We walked the sheep across the bridge to Lulu’s Crossing and the back pasture, Fate was tired this morning, and so was I, the lesson was sloppy and un-focused. Maria pointed out that I had said I wasn’t up for a lesson – the first time in months – but I didn’t listen to myself, I just plowed ahead, so it was a kind of mess.
Fate wasn’t listening to me, she obsessed on Red, the sheep chased her all over the place. I called it quits after ten minutes.
Still, it was a beautiful sight when I gave up on herding and Maria led her pony back to the main pasture, Red sat with me and we let Fate accompany the sheep back to the pole barn. I think Red felt quite paternal, he seemed to enjoy watching Fate run around in circles, but she got the job done.
I sometimes imagine Red offering some gentle critiques, Fate seems to have boundless confidence in herself. The sheep were also grumpy this morning, Deb, Liam, Deb and Suzy all took turns charging at Fate and backing her up. I think they are teaching her to stay out a bit.

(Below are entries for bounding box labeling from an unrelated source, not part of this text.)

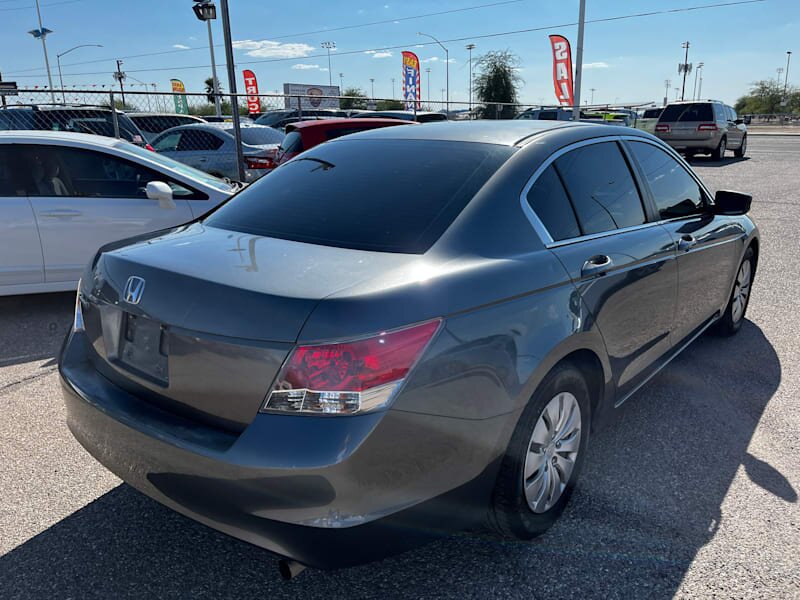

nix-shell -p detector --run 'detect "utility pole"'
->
[112,59,125,110]
[220,0,245,183]
[676,42,692,100]
[320,42,336,85]
[572,0,586,121]
[467,44,475,119]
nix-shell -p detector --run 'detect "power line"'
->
[10,0,767,77]
[9,0,527,75]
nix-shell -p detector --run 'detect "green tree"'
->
[734,79,800,114]
[473,50,523,119]
[339,87,367,109]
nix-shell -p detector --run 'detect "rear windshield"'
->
[659,102,714,123]
[234,127,284,146]
[205,138,514,254]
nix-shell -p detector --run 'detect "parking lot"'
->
[0,135,800,599]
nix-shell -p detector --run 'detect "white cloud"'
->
[233,40,314,58]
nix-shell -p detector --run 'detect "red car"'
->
[274,118,417,166]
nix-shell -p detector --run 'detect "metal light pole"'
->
[56,44,103,104]
[467,44,475,119]
[676,42,692,100]
[197,0,222,117]
[417,32,450,112]
[220,0,246,183]
[320,42,336,85]
[692,63,705,100]
[572,0,586,121]
[28,0,56,104]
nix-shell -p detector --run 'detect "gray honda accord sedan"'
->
[60,121,759,572]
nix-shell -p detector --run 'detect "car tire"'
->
[715,247,756,336]
[711,136,728,160]
[489,362,591,540]
[733,135,747,158]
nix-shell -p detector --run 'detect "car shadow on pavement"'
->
[0,321,784,600]
[0,292,75,367]
[687,156,750,167]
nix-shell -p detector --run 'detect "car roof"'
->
[286,117,412,131]
[0,129,120,147]
[333,120,609,146]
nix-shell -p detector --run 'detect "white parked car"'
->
[0,131,234,296]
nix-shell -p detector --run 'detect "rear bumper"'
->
[59,334,517,568]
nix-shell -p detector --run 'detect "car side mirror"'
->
[714,190,753,216]
[144,181,175,208]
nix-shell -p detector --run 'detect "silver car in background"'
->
[151,123,285,182]
[654,100,747,160]
[0,131,239,296]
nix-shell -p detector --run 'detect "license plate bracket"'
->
[118,312,169,387]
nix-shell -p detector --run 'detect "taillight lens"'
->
[261,319,441,415]
[244,156,275,169]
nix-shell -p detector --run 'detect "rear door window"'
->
[554,142,646,235]
[629,142,707,219]
[527,165,581,242]
[205,138,514,254]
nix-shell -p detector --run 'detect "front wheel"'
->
[484,363,591,540]
[733,136,747,158]
[716,248,756,335]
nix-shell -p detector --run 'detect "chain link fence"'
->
[0,89,660,182]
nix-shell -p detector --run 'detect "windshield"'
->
[205,138,514,254]
[115,142,235,192]
[233,127,284,146]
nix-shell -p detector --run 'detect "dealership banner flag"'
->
[242,69,261,115]
[550,35,575,106]
[169,79,189,115]
[403,50,421,110]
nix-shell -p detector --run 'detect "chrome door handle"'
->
[678,234,697,252]
[581,254,614,277]
[39,208,83,219]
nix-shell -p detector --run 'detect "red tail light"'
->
[244,156,275,169]
[262,319,441,415]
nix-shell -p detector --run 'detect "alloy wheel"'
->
[523,392,581,513]
[731,260,753,323]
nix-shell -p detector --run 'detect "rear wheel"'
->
[733,136,747,158]
[716,248,756,335]
[491,363,591,540]
[711,137,728,160]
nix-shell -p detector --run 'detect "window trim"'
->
[519,134,714,250]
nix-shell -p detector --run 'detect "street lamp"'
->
[417,31,450,112]
[56,44,103,104]
[192,0,222,117]
[28,0,56,104]
[320,42,336,85]
[467,44,475,119]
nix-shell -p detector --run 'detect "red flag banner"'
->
[242,69,261,115]
[550,35,575,106]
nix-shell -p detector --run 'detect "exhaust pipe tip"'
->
[278,558,306,581]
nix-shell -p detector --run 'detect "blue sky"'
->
[0,0,800,103]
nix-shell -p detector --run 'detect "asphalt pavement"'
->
[0,136,800,600]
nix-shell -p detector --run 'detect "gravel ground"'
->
[0,136,800,599]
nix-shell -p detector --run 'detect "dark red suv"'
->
[275,118,417,166]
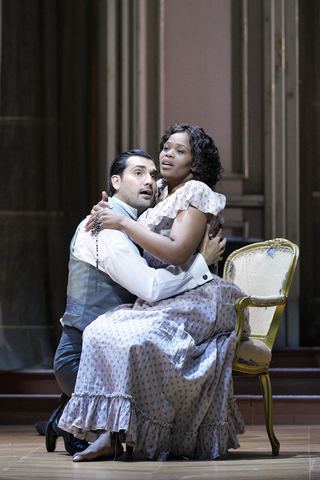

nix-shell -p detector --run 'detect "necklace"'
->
[91,212,100,270]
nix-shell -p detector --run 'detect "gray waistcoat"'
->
[62,198,137,331]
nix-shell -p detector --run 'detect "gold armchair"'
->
[223,238,299,455]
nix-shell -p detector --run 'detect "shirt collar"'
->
[108,197,138,220]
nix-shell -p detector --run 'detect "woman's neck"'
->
[167,175,193,195]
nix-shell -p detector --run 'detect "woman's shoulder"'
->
[139,180,226,227]
[175,180,226,209]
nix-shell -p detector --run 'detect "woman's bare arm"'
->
[87,206,208,266]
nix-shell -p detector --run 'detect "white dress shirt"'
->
[72,197,212,302]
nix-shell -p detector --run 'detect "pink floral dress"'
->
[59,180,249,460]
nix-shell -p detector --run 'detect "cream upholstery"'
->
[223,238,299,455]
[235,338,271,366]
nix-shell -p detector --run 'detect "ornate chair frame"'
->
[223,238,299,455]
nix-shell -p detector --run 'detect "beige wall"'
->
[163,0,232,176]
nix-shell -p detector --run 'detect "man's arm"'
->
[73,221,220,302]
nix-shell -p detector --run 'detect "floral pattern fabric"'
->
[59,181,249,460]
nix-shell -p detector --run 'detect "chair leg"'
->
[259,373,280,455]
[126,445,133,457]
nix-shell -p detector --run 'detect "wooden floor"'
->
[0,425,320,480]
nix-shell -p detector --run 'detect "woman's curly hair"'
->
[159,123,223,189]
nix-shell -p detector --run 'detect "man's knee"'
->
[53,327,82,396]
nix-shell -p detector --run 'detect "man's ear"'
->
[111,175,121,192]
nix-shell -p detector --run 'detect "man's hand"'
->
[200,227,227,266]
[86,191,113,232]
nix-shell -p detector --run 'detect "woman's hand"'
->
[86,206,127,232]
[200,223,227,266]
[86,190,113,232]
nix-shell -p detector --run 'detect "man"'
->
[46,150,225,454]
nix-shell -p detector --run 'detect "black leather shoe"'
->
[46,393,69,452]
[46,394,89,455]
[60,429,89,455]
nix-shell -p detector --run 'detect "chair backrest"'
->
[223,238,299,349]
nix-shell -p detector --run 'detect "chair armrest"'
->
[235,295,287,310]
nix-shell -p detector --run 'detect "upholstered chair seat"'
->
[223,238,299,455]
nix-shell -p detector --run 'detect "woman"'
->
[59,124,249,461]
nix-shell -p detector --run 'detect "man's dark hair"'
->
[108,150,154,197]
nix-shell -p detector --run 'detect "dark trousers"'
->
[53,326,82,397]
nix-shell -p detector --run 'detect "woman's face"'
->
[159,132,193,188]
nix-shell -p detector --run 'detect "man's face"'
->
[112,156,158,215]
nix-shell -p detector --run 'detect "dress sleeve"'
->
[139,180,226,230]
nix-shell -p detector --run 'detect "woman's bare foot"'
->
[72,432,123,462]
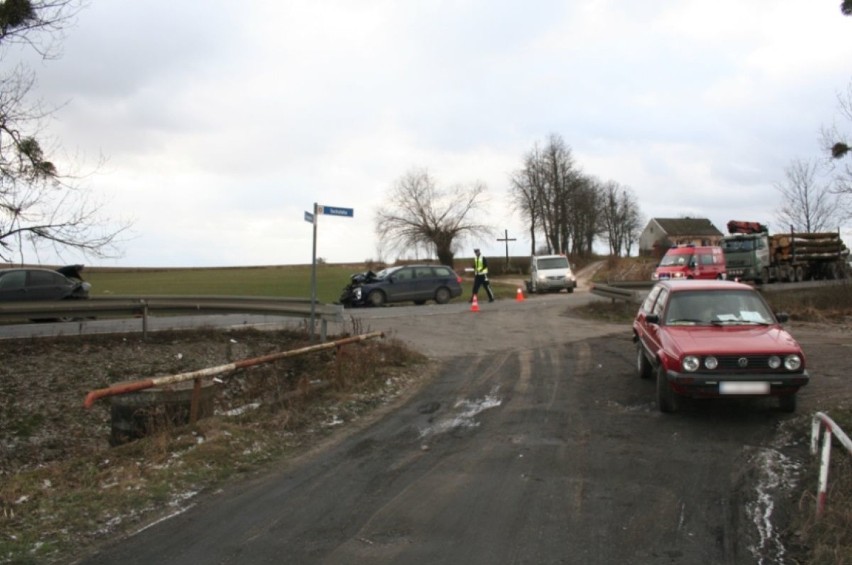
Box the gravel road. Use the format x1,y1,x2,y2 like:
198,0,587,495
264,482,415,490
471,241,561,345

I forgot to do something I always do in my dog training, which is to get my head straight about it before I do the training. If I am not in a good mood, am not focused and clear, the dog will pick it up instantly, the training will go to pieces. One of the things I love about training a dog like Fate is that she is a brutal and ruthless mirror of me. When something goes wrong, I have learned to ask myself, “what is wrong with me?”
“What am I doing wrong?” It is almost always the human’s problem, the dog is a reflection of us. When I train, I make sure I am in a positive and focused mood, make sure that I have a clear goal or two, make sure I am projecting calm, enthusiasm, and patience.